Dealing with the immense pressure of Formula 1 and the criticism that is often dished out Zhou revealed his team-mate Valtteri Bottas had helped a lot in learning how to deal with that.

“I’ve learned that the pressure I felt, never goes away. And if it does, you’re probably doing something wrong. I’ve learned how to deal with it, how to harness it. I feel at home in F1 now, and though there’s been some highs and lows the past few years, I know that I’m improving,” he said.

“Valtteri has helped with a lot of that. He’s somebody who’s been at the top of the sport and he’s dealt with just about everything an F1 driver could imagine. He’s mega quick and he’s a great team-mate.

“I think, because we’re at different stages of our careers, there’s a level of camaraderie that has helped me a lot. We compete, of course, but he really wants me to be the best version of myself. He’s always there for me.

“We’ve struggled this year as a team, but I really believe in what we have in the garage and in the factory. There’s a great group of people here. There really is. I believe we can finish the year strong and head into next season with momentum.”

One thing Zhou is very much looking forward to next season is the Chinese Grand Prix with that having been off the calendar since 2020 due to Covid.

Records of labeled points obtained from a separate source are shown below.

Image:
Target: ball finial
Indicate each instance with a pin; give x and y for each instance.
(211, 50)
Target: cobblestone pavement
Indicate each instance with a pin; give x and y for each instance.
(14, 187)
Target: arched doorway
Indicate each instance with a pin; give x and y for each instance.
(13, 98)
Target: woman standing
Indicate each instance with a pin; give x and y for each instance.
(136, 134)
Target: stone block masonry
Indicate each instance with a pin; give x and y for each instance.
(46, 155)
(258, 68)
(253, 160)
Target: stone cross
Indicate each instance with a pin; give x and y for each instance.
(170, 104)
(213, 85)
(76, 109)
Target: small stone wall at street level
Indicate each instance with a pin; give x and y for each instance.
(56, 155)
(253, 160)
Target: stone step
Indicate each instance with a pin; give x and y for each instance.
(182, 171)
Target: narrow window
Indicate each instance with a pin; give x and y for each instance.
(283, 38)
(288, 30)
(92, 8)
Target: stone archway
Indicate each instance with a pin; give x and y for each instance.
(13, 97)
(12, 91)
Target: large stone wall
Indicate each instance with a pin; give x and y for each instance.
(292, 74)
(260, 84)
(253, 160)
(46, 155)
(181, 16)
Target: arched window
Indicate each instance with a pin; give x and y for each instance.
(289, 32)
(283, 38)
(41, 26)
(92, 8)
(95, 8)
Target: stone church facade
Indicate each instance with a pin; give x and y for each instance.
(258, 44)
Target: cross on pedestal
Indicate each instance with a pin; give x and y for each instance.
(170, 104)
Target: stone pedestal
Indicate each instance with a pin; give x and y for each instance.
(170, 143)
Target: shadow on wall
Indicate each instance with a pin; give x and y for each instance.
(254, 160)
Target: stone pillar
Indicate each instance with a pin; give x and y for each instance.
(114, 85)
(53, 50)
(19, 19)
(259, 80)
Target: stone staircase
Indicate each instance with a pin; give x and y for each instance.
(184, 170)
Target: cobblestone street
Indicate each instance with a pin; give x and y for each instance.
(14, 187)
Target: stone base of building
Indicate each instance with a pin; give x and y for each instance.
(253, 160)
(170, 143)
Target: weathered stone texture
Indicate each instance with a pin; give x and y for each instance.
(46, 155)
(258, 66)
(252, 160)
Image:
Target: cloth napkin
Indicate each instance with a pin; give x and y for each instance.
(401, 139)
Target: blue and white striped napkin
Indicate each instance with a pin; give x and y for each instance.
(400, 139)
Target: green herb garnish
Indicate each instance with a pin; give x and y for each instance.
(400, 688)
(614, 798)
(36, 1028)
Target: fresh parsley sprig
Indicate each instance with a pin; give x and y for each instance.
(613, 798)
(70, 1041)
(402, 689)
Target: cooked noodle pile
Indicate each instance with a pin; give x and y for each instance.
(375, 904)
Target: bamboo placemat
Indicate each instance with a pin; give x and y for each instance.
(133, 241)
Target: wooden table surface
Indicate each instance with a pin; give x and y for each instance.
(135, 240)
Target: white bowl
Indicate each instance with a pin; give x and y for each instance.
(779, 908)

“I think of next year a lot because the Chinese Grand Prix is back on the schedule. It’s going to be so, so special. I can’t wait to see so many of the people who have helped me on this journey. My friends, family and team-mates,” he added.

“The fans who have picked me up when I’ve needed it. I just can’t wait. I know when I’m on track, I’ll have a moment where I look up into the stand where I used to sit, and I’ll remember the feeling of waving Fernando’s flag in the air as he raced by, his V10 screaming through my earplugs.

“That will be a moment I cherish forever.”